Polizia postale e delle comunicazioni

Polizia postale e delle comunicazioni


Dopo giorni di polemiche e denunce pubbliche, il portale per adulti “Phica” ha annunciato la chiusura definitiva. La decisione è stata resa nota con un messaggio apparso sulla homepage, dove i gestori parlano di “grande dispiacere” e della volontà di eliminare ogni contenuto considerato scorretto.

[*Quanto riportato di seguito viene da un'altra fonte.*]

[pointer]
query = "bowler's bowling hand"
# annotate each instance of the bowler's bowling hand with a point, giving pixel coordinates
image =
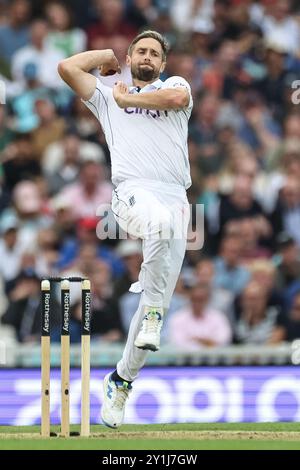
(120, 92)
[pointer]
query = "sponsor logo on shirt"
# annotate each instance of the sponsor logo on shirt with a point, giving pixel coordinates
(147, 112)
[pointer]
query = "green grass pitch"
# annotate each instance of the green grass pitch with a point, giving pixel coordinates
(248, 436)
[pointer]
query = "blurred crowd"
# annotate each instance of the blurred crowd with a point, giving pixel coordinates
(242, 59)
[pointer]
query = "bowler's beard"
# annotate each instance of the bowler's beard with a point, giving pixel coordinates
(144, 74)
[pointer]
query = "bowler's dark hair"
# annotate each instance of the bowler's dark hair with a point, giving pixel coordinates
(154, 35)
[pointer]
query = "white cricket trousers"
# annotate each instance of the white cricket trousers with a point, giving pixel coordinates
(158, 213)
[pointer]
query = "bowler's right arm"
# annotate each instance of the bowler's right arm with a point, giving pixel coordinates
(75, 70)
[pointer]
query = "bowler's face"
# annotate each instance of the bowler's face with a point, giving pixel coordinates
(146, 61)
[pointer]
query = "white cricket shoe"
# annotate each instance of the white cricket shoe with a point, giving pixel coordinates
(149, 335)
(114, 400)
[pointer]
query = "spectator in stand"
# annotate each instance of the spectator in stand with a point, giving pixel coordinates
(141, 13)
(251, 249)
(37, 52)
(12, 249)
(90, 191)
(130, 251)
(15, 34)
(293, 321)
(86, 235)
(279, 25)
(286, 215)
(50, 129)
(229, 273)
(28, 208)
(256, 322)
(198, 325)
(62, 36)
(111, 22)
(24, 104)
(20, 161)
(221, 298)
(288, 269)
(204, 131)
(69, 149)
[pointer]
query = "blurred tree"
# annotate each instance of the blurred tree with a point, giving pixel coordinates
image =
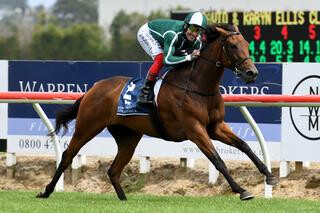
(69, 12)
(79, 42)
(9, 47)
(14, 4)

Il sito era finito sotto accusa per aver diffuso fotografie di donne, tra cui figure politiche, manipolate e accompagnate da frasi sessiste. Le prime denunce erano arrivate dalle parlamentari Alessandra Moretti e Valeria Campagna, che avevano segnalato la vicenda alla polizia postale. Quest’ultima ha ribadito l’invito a non fermarsi alla segnalazione ma a procedere con vere e proprie denunce formali.

Il messaggio di chiusura ricorda come episodi di abuso siano avvenuti anche su altre piattaforme, da Facebook a Telegram, e ammette l’impossibilità di contrastare in tempo “comportamenti tossici” che hanno snaturato lo spirito originario del forum. I gestori rivendicano invece la collaborazione con le autorità negli ultimi vent’anni, sostenendo di aver fornito dati utili ad alcune inchieste.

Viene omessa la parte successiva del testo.